Al-Zahrani v. Rumsfeld, et al. is a civil action against former Secretary of Defense Donald Rumsfeld and 23 other senior officials and military officers for the abuse, arbitrary detention and wrongful deaths of Yasser Al-Zahrani of Saudi Arabia and Salah Al-Salami of Yemen, who died in U.S. custody at Guantánamo Bay on June 10, 2006.
From an email from the Center for Constitutional Rights that I received a short while ago:
This afternoon, the government filed reply papers in support of its motion to dismiss the case of Al-Zahrani v. Rumsfeld, arguing that no federal court has the power to hear cases seeking accountability for abuse of detainees at Guantánamo.

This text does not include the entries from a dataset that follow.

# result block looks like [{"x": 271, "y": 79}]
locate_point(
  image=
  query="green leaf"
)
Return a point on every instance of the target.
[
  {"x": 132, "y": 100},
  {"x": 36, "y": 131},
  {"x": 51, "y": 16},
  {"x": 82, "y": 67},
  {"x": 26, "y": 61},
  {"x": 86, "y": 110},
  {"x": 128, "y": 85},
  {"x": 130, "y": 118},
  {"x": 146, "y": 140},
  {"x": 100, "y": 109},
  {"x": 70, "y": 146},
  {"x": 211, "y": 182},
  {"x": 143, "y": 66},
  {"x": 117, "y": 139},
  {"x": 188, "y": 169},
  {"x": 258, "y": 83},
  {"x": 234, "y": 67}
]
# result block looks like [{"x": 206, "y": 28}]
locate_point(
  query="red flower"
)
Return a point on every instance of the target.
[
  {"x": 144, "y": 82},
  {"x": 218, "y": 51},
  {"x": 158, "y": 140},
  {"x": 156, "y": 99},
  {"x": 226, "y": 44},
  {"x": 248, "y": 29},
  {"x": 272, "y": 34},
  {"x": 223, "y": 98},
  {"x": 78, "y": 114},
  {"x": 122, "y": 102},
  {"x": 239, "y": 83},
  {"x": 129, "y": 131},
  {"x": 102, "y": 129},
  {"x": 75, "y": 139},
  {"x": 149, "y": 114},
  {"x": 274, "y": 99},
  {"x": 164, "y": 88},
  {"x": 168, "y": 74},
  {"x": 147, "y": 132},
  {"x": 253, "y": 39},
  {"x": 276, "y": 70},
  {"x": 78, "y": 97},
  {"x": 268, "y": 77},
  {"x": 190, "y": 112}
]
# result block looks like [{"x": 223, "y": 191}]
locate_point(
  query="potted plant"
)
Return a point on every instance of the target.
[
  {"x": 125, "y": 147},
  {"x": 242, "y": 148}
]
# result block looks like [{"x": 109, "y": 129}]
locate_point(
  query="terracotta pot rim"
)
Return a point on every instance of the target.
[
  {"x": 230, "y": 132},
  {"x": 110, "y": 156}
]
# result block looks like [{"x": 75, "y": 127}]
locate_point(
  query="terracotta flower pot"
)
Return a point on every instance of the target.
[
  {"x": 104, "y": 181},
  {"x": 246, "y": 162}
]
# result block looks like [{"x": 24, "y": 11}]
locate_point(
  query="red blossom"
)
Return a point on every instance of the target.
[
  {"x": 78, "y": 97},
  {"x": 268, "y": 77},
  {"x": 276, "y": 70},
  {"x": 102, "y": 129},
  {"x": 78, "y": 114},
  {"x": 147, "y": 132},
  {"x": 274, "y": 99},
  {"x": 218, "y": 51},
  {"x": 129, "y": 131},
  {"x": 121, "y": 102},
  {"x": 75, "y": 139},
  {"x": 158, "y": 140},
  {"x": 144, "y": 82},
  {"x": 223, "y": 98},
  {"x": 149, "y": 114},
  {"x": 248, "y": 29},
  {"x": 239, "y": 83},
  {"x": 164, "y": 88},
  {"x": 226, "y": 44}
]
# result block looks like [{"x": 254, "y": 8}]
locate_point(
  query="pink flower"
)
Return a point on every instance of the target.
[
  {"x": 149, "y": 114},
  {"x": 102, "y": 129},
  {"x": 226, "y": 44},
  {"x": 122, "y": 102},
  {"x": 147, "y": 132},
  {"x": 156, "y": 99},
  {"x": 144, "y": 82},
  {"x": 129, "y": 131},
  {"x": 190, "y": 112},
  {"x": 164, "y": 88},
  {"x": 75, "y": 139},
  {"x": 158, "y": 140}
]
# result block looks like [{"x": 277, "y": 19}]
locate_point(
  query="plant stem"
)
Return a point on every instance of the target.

The Center for Constitutional Rights brought the suit against Donald Rumsfeld and 23 other federal officials on behalf of the families of Yasser Al-Zahrani and Salah Ali Abdullah Ahmed Al-Salami, two detained men found dead at the base in June 2006.

Among other claims, the government continues to advance arguments that:

** No federal court has jurisdiction to address the deceased’s claims of torture, wrongful detention and wrongful death, or any claims of abuse by any Guantánamo detainees;

** Detainees at Guantánamo are entitled to no constitutional protections beyond habeas corpus;

** While torture and indefinite incommunicado detention without charge may be illegal, U.S. officials who participated in such conduct vis-à-vis the deceased are still immune from any liability;

** None of the 24 named officials in the case, including Donald Rumsfeld and senior military commanders charged with responsibility over day-to-day operations in Guantánamo during the time of the deceased’s detention, bear any individual responsibility for the men’s arbitrary detention, abuse or ultimate deaths at Guantánamo; and

** Despite Supreme Court precedent establishing the United States’ effective sovereignty over the military base, that Guantánamo is still a “foreign country” thus barring the deceased’s tort claims against the government.
Put this development (which, I need hardly add, is now standard operating procedure for this administration, as it was for the previous one) together with Obama's speech earlier this week, and draw what conclusions you will.

My health precludes me from drinking alcohol, except on very rare occasions. I think I might have a drink this evening.

And I plan to swear. A lot. And then play with the cats and listen to opera.